In the light of these limitations, we are still confident that results within the current study can be utilized to inform policy in terms of air pollution in the MCMA. A significant contribution of this paper is the process of imputing the necessary data to assess the association between air pollution and premature mortality in the MCMA. Another substantial contribution is our focus in explaining mortality differences related to various meteorological seasons, which has been a limitation in previous works assessing the effects of air pollution on mortality in the MCMA. Focusing directly on the MCMA allowed us to assess mortality in terms of air pollution within a developing nation. Thus, the current study contributes to much-needed literature assessing the contribution of air pollutions to mortality within developing countries. For further information on modeling and sensitivity analysis, please see the supplementary material.

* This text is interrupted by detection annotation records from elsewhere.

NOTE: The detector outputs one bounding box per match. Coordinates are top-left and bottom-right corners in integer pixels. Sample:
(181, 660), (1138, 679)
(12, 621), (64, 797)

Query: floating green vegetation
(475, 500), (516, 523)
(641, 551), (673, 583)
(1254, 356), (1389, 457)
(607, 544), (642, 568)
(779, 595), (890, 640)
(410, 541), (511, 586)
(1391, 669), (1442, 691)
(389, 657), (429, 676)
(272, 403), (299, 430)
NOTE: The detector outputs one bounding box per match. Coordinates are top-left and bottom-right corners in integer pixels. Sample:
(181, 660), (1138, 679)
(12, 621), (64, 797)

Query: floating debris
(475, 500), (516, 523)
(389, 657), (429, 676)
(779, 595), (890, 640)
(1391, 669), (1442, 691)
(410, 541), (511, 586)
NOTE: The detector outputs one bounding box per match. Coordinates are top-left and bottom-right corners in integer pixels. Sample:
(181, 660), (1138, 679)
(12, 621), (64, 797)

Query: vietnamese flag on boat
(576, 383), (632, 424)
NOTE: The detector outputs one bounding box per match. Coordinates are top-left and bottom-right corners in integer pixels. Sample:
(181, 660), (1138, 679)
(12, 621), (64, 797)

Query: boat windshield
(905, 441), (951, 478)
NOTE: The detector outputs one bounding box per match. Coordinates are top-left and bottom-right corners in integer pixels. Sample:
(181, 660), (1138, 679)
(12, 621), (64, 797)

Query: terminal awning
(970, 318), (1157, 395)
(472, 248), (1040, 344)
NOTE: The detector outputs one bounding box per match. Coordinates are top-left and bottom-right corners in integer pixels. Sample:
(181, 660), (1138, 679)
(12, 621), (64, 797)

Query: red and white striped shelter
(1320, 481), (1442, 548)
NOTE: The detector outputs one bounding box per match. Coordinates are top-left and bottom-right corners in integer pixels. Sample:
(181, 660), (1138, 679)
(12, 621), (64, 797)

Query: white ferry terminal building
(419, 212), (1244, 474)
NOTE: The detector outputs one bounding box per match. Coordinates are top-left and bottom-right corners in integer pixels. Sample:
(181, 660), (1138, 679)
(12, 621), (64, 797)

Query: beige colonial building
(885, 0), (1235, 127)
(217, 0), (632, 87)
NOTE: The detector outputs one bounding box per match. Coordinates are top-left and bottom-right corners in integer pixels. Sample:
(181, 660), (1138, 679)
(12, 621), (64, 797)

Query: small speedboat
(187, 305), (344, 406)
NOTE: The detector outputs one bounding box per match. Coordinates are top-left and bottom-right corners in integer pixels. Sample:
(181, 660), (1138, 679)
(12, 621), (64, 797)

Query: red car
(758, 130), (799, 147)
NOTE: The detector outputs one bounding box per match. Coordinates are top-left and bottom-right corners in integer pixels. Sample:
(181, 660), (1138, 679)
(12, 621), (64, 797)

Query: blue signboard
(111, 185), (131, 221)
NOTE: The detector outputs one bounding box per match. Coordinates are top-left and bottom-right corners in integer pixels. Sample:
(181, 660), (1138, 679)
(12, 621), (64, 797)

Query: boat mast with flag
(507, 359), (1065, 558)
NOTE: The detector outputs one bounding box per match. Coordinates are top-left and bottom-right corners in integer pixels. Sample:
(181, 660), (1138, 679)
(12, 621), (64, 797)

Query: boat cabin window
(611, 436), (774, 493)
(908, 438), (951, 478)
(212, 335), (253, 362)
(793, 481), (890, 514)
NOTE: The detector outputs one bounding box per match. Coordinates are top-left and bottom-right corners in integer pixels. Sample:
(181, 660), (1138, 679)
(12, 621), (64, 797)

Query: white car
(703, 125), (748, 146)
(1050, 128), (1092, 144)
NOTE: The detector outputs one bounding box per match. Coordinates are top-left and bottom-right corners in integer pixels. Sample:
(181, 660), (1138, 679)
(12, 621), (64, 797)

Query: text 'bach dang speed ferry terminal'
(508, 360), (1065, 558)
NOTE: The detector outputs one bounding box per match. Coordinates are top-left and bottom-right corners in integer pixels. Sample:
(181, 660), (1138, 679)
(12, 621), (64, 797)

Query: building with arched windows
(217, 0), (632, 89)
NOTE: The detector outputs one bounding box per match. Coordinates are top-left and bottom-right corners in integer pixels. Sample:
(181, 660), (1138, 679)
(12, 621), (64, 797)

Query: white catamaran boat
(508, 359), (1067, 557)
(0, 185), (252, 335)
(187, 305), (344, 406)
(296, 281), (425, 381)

As for the area of future research, one could update the results by including the most recent dataset and control for long term or chronic morbidity impact of PM pollution. Given that demand for environmental quality is expected to be lower in the context of a developing country, the chronic health impacts might be more substantial and significant for policy-making purposes, thus they need to be explored in future research. Rather than averaging over the entire population, one could divide the population into groups of individuals (e.g., elderly, pregnant women, and infants) and compare data. Further, one could extend the dose-response estimates with a valuation component based on the value of statistical life literature. Lastly, one could utilize the results of the current research and conduct a discrete choice experiment study (Mamkhezri, 2019; Mamkhezri et al., 2020a, b) to assess thr respondents’ willingness to pay for clean air in the MCMA.